Experimental NMR, VCD, and ECD spectra, supported by large-scale calibrated66 DFT-D3//COSMO-RS calculations showed that there might indeed be some preference for a particular secondary structure encoded in the peptide fragments as small as tripeptides. These propensities are quite hard to decipher on a complex background given the high conformational flexibility of these small peptide fragments in solution. However, we tried to show that a careful correlation of the experimental (NMR, VCD, and ECD) and computational (DFT) data may represent a strategy to extract the secondary structure propensities. NMR and computations provide detailed local information, which can be decomposed on a per-residue basis, while VCD and ECD spectra are of a more global character. At the current technological level they do not distinguish subtle structural features of individual amino acids within the peptide chain without isotope labelling. In contrast, NMR spectra of (not isotopically labeled) peptides do not distinguish between α- and PPII helices, which is where VCD and ECD spectra provide an important insight. In addition to VCD, variable-temperature ECD experiments can also distinguish between PPII and random coil conformations (for details see the ESI). We note that PPII is assumed to be more common helical arrangement in shorter peptides, mainly those containing alanine.49,50,91,92 Also, it has already been shown that for the trialanine residue this does not depend on pH.93

Among the studied tripeptides, some were shown to prefer α-helical arrangement (e.g., DIC), while others, such as VIV and IYI, have inherent propensities for extended conformations. For EAM, the NMR data indicate that there are both extended and helical conformers present, in agreement with the CD spectra which further indicate a PPII helix rather than an α-helix. Large-scale DFT-D3//COSMO-RS conformational sampling of EAM shows almost equivalent populations of all three secondary structures (incl. PPII). There are also tripeptides with an inherent propensity for PPII, such as ALA, KAM, or EKF; however, they do not preserve this secondary structure in proteins (see Table 1). In fact, PPII conformations are quite rare for the selected triplets in proteins (see Fig. 1).

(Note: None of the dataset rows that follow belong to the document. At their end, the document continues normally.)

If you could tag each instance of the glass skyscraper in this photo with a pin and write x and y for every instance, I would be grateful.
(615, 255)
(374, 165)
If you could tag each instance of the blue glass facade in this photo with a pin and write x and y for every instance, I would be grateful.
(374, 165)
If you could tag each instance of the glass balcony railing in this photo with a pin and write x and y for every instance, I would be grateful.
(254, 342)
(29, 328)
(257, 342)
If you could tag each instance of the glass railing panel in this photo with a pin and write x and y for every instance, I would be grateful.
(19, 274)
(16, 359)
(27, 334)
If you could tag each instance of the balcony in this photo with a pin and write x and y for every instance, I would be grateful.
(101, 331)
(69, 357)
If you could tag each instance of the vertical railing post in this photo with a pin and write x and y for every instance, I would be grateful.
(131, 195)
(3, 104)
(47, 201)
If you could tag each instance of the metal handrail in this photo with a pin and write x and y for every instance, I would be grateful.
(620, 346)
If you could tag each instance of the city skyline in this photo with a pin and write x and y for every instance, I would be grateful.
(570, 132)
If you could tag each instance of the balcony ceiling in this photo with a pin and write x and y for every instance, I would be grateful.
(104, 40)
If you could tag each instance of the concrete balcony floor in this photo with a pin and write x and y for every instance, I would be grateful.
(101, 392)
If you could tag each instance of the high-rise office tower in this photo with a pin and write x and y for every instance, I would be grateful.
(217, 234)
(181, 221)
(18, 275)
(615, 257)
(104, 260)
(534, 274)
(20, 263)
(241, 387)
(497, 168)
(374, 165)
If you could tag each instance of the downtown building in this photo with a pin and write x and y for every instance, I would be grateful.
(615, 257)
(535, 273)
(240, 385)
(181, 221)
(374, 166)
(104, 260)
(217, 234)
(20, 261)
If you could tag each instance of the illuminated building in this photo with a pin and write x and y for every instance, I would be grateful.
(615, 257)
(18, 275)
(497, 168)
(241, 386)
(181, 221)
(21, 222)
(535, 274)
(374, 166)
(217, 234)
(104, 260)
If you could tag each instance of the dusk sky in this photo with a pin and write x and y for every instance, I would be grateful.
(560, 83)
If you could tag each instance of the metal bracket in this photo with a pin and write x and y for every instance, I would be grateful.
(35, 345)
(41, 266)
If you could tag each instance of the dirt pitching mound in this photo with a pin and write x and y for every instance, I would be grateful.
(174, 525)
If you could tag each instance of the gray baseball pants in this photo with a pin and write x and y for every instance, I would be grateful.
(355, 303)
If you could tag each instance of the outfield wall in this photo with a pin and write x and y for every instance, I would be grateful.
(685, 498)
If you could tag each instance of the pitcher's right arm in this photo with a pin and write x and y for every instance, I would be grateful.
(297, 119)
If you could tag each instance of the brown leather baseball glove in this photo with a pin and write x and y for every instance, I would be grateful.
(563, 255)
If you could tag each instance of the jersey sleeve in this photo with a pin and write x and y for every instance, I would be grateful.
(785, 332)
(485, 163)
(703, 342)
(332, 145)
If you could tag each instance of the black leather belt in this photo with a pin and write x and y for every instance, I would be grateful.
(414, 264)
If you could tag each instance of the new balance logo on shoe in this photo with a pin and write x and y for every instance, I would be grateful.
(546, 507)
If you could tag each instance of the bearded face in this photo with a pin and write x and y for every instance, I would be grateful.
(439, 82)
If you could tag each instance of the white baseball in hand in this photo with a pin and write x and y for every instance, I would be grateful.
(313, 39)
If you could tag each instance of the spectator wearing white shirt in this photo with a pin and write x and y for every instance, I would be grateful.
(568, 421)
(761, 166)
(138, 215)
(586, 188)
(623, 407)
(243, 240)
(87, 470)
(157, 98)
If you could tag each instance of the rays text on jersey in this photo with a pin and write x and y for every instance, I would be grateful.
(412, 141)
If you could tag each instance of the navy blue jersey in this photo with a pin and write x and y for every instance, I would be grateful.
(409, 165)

All of this illustrates that conformational behavior of protein constituents loosely correlates with their (over)populations in a particular secondary structure. This can be traced to fragments as short as tripeptides. For example, EAM and VIV (IYI) tripeptides show a sharp difference in secondary structure preference in proteins (α-helix/β-sheet, respectively). Our data consistently reproduce the preference of VIV (and IYI) for β-sheet conformation on the tripeptide level. Although EAM does not show a clear preference for α-helical conformers on the tripeptide level, it certainly has a larger tendency toward α-helical conformations than VIV. Thus, some amino acid triplets may “imprint” their accessible (preferred) conformations into the final protein folds. These are by no means “stable” secondary structures, as only some tripeptides exhibit these preferences, while the majority is rather flexible and could be viewed as a model for intrinsically disordered proteins.94 Very importantly, the calculations have shown that the equilibrium between the three (or more) conformational states of tripeptides is very subtle. Energetically, the lowest lying conformers corresponding to a particular secondary structure are typically within 1–2 kcal mol−1 (Fig. 7). At room temperature, they would correspond to populations not differing more than by one order of magnitude. These subtle equilibria can be easily overruled by strong intramolecular forces accompanying the “collapse” of the protein into the folded structures (as mentioned above, we have recently reported that strain energies within the folded protein structures can be, exceptionally, as high as 5 kcal mol−1 per amino acid residue).22 Thus, the conformers seen at experimental temperatures for the isolated tripeptides might not always be relevant for the behavior of the triplets in proteins. An example studied here is the KAM triplet/tripeptide that has a propensity for the PPII helix as an isolated tripeptide, while adopting α-helical conformation in ∼79% of its occurrence in proteins. DIC, with most α-helical propensity from all studied tripeptides has 48%/28% α-helix/extended populations in proteins.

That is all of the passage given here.